Politicians and officials
City officials cut the ribbon for the grand opening of the Central Subway. | Han Li/The Standard

About two months after soft opening, San Francisco’s long-awaited Central Subway started full operation today with a ribbon-cutting ceremony attended by a who's who of public officials inside Union Square Station.

Rep. Nancy Pelosi, D-San Francisco, who flew overnight from Washington, D.C., to San Francisco after multiple contentious House votes to elect Kevin McCarthy, R-Bakersfield, to replace her, expressed excitement about the subway's opening.

“My first public appearance here as the speaker emeritus is for this project,” she said and described the opening event gathering as family time.

Pelosi drew laughter from the crowd when she characterized the dramatic events this week over the next House speaker as “inclement weather in the Congress.”

Other city officials at the event included Mayor London Breed, State Sen.

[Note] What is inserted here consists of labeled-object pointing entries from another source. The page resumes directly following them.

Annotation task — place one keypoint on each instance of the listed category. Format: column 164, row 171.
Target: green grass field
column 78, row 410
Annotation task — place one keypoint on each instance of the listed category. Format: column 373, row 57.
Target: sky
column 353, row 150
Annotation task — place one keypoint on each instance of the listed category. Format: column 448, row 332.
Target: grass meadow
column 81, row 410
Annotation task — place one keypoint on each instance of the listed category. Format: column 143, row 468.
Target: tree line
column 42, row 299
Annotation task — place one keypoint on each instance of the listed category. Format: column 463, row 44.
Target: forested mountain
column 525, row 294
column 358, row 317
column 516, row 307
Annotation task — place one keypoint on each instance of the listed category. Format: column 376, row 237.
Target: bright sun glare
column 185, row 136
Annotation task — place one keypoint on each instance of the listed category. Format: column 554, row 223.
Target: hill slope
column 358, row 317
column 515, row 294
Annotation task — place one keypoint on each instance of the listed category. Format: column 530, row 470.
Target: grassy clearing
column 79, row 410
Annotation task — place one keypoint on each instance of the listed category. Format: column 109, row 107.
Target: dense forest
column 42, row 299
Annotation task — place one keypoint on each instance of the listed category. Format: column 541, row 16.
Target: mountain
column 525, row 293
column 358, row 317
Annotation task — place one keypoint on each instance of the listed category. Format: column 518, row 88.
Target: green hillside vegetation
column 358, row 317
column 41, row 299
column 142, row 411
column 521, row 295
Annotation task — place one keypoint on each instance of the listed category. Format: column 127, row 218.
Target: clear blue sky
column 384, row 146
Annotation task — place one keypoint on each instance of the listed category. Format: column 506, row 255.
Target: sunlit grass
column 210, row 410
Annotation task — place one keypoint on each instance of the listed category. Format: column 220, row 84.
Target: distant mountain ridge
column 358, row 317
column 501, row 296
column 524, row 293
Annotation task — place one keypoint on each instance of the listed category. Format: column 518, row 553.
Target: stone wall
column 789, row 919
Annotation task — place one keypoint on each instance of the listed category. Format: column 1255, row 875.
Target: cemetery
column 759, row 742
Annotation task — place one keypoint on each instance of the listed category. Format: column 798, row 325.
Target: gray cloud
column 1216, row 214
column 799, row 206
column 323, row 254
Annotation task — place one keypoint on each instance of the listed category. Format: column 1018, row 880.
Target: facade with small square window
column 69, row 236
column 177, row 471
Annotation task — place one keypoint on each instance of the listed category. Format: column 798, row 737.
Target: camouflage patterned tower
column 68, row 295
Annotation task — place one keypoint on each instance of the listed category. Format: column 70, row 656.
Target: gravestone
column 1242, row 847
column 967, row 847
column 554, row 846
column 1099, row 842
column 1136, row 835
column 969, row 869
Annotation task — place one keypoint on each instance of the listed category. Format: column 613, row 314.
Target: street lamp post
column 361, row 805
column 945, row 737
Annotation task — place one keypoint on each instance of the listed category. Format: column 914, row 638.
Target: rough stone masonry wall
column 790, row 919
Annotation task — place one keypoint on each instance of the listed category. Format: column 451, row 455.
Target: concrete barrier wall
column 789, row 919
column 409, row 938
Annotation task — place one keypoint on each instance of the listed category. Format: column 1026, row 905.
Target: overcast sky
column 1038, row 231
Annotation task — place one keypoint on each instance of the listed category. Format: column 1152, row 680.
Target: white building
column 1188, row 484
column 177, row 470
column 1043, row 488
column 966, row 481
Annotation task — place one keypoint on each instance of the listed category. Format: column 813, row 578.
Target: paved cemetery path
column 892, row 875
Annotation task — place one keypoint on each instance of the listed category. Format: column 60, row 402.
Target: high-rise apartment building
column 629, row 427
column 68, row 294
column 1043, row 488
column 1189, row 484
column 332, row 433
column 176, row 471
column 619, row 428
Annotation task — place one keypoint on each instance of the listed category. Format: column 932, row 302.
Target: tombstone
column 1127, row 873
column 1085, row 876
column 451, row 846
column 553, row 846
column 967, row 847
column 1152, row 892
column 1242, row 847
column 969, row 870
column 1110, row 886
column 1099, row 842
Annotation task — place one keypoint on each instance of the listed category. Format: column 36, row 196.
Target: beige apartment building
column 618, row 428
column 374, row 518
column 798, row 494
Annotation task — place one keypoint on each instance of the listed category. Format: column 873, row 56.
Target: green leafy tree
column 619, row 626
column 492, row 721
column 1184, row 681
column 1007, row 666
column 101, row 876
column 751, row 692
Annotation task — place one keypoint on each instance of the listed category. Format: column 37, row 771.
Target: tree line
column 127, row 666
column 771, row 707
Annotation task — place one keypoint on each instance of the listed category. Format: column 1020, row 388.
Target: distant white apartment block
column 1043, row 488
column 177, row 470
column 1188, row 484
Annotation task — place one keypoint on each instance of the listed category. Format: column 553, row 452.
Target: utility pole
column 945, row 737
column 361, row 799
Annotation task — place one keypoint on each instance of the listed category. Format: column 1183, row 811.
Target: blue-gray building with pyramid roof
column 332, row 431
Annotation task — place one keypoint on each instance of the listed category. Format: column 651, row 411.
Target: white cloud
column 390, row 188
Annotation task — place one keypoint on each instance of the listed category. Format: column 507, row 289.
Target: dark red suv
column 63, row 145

Scott Wiener, Assemblymembers Phil Ting and Matt Haney and city supervisors.

Breed encouraged the city to imagine the Central Subway extended from Chinatown to Fishermen’s Wharf as Pelosi said that President Joe Biden’s administration has reserved funds for major transit projects.

Passengers now can take the San Francisco Municipal Transportation Agency's T Third light rail service from the Chinatown-Rose Pak Station all the way to the southeast neighborhoods with stops at Union Square, Chase Center, Visitacion Valley, Dogpatch and the Bayview area seven days a week.

Central Subway service runs Monday through Friday, 6 a.m. to midnight every 10 minutes and, on weekends, from 8 a.m. to midnight every 12 minutes.